Piers Plowman, by William Langland, c1350. A cokeneye or cokeney is literally a cock’s egg, a dismissive term for a small or misshapen egg; in another old sense, of a pampered child, it’s the source of Cockney. In modern English, Langland’s sentence would read “I have no salt bacon or small eggs, by Christ, to make collops.”
Later, collop came to refer to the bacon by itself, without the egg; later still to mean any flat, boneless piece of meat, whether raw, fried or roasted. At one time, the Monday before Ash Wednesday was called Collop Monday, because slices of bacon were the usual dinner dish.

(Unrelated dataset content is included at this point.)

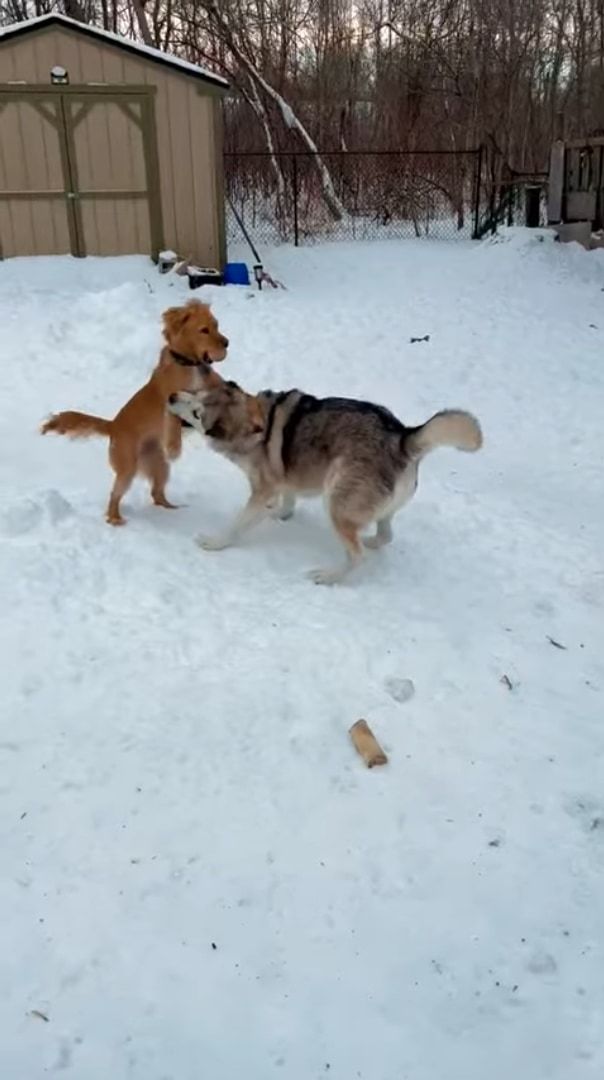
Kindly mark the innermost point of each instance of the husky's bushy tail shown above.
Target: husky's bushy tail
(450, 428)
(77, 426)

It may remind you of escalope, which has led at least a couple of cookery writers to assert that collop is in fact from that French word. Not so. Collop is an old Norse word of which a close modern relative is the Swedish kalops, a meat stew. It may be that the first part of the word is from coal; that origin is supported by this example of its use:
The Scottish Celt is more shifty. In the old days when he had flesh and little else to eat, he could broil it on the coals; and a Scotch collop is perhaps equal to a Turkish kebob. We wonder if in Australia the long-forgotten Scotch collop has been revived? It requires no cooking-vessels. It may be held to the fire on a twig, or laid on the coals and turned by a similar twig — bent into a collop-tongs — or even by the fingers.
Chambers Edinburgh Journal, 14 Feb. 1852. Shifty here doesn’t mean that the Scottish Celt is deceitful or evasive but that he’s able to shift for himself, manage without help, from shift in the sense of an expedient.